In the aftermath of the coup, Chile saw the steepest fall in real wages and sharpest increase in unemployment ever recorded in Latin America. The dictatorship ushered in social conditions for working people that can only be compared with those that prevailed during the Great Depression of the 1930s.

. . . The “miracle” was granted to the wealthiest layers of society along with the military and its political cronies. They enriched themselves through the plundering of the working class and state property. Wholesale privatizations were carried out without any rules or scrutiny, in what amounted to a vast robbery of social resources. Pinochet’s personal participation in this corrupt process has come to light in the form of some $27 million squirreled away in secret overseas bank accounts.

Under the constitution dictated by Pinochet, the government has been barred from even investigating this orgy of corporate criminality—what the Wall Street Journal sanctimoniously refers to as “the return of private property, the rule of law and a freer economy.”


To read Van Auken's article in its entirety, click here.


NOTE: The photograph accompanying this post depicts a street theater performance calling for the closure of the US Army School of the Americas. This photo was taken in Washington, DC, in 1998, and is part of my online photographic exhibit, Faces of Resistance.

The School of the Americas (SOA), now known as the Western Hemisphere Institute for Security Cooperation, is a combat training school for Latin American soldiers, located at Fort Benning, Georgia.

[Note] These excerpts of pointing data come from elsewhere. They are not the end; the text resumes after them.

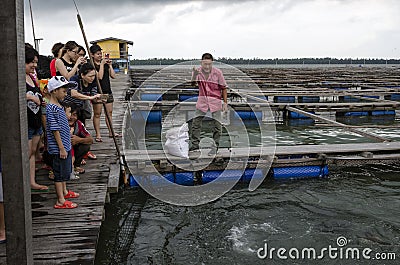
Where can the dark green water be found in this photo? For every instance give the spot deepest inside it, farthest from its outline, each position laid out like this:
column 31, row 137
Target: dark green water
column 359, row 203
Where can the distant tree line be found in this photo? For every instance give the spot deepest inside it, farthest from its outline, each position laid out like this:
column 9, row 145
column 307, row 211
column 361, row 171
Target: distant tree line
column 327, row 60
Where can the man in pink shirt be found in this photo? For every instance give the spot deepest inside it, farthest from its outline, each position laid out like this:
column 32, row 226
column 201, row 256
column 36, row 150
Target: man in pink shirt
column 212, row 86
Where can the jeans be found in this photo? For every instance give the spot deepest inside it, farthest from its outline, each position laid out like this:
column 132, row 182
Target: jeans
column 197, row 124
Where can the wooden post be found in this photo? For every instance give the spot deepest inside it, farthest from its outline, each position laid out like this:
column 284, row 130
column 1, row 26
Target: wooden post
column 14, row 135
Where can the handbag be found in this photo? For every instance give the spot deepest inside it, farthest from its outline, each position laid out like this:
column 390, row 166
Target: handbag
column 86, row 111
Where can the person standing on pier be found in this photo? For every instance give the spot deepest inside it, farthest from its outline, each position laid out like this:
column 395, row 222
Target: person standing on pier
column 59, row 142
column 212, row 86
column 105, row 71
column 69, row 63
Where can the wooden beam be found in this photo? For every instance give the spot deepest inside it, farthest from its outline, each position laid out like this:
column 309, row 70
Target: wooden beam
column 345, row 126
column 14, row 136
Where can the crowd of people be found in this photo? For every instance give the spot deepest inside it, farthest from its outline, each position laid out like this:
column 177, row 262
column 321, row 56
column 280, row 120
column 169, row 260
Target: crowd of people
column 58, row 108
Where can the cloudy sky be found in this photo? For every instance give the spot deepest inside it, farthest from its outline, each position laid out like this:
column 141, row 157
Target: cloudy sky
column 226, row 28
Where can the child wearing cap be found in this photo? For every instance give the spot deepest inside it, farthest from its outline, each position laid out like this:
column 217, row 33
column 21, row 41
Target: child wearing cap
column 59, row 142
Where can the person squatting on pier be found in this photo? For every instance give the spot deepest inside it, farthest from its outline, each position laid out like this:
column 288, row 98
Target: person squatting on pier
column 212, row 85
column 81, row 139
column 59, row 142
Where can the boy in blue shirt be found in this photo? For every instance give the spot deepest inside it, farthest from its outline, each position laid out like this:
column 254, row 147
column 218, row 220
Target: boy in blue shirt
column 59, row 141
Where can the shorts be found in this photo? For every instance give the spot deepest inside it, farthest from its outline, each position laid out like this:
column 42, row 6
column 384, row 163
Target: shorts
column 110, row 99
column 33, row 132
column 62, row 168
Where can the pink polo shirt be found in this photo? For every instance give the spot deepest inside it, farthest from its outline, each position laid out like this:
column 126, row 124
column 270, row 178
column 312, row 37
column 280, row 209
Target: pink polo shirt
column 210, row 90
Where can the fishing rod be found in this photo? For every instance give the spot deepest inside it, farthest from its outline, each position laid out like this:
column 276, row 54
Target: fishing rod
column 97, row 79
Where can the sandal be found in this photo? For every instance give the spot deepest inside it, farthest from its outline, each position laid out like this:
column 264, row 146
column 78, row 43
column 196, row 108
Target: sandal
column 92, row 156
column 66, row 205
column 79, row 170
column 71, row 195
column 51, row 175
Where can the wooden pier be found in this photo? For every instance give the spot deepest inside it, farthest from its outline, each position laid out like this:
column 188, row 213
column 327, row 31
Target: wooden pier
column 330, row 85
column 70, row 236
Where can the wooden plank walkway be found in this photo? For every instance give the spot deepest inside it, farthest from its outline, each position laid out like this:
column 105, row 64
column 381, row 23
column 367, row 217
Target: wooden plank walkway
column 70, row 236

In marking General Pinochet’s death,
SOA Watch has documented the dictator’s links to the SOA:

“The Nixon administration and former Secretary of State Henry Kissinger played a significant role in financing, supporting and preparing the scenario for a military coup in Chile. The U.S. government spent millions of dollars on arming right wing militias, financing the right wing press and paying off Chilean politicians as a means of preventing and then overthrowing Salvador Allende’s “Unidad Popular” government. During 1970-75, shortly before and after the coup, Chile sent over 1500 troops to the U.S. Army School of the Americas then located in Panama where Chilean soldiers attended courses in counter-insurgency, irregular warfare, psychological-operations, combat arms orientation.

“Although Augusto Pinochet himself did not attend the School of the Americas, a large number of his colleagues did. Many of the highest ranking officers involved in the coup attended the school and the institution held Pinochet in high esteem. For many years, a personal note and a ceremonial sword donated by the Chilean dictator were on display at the SOA’s commandant’s office.”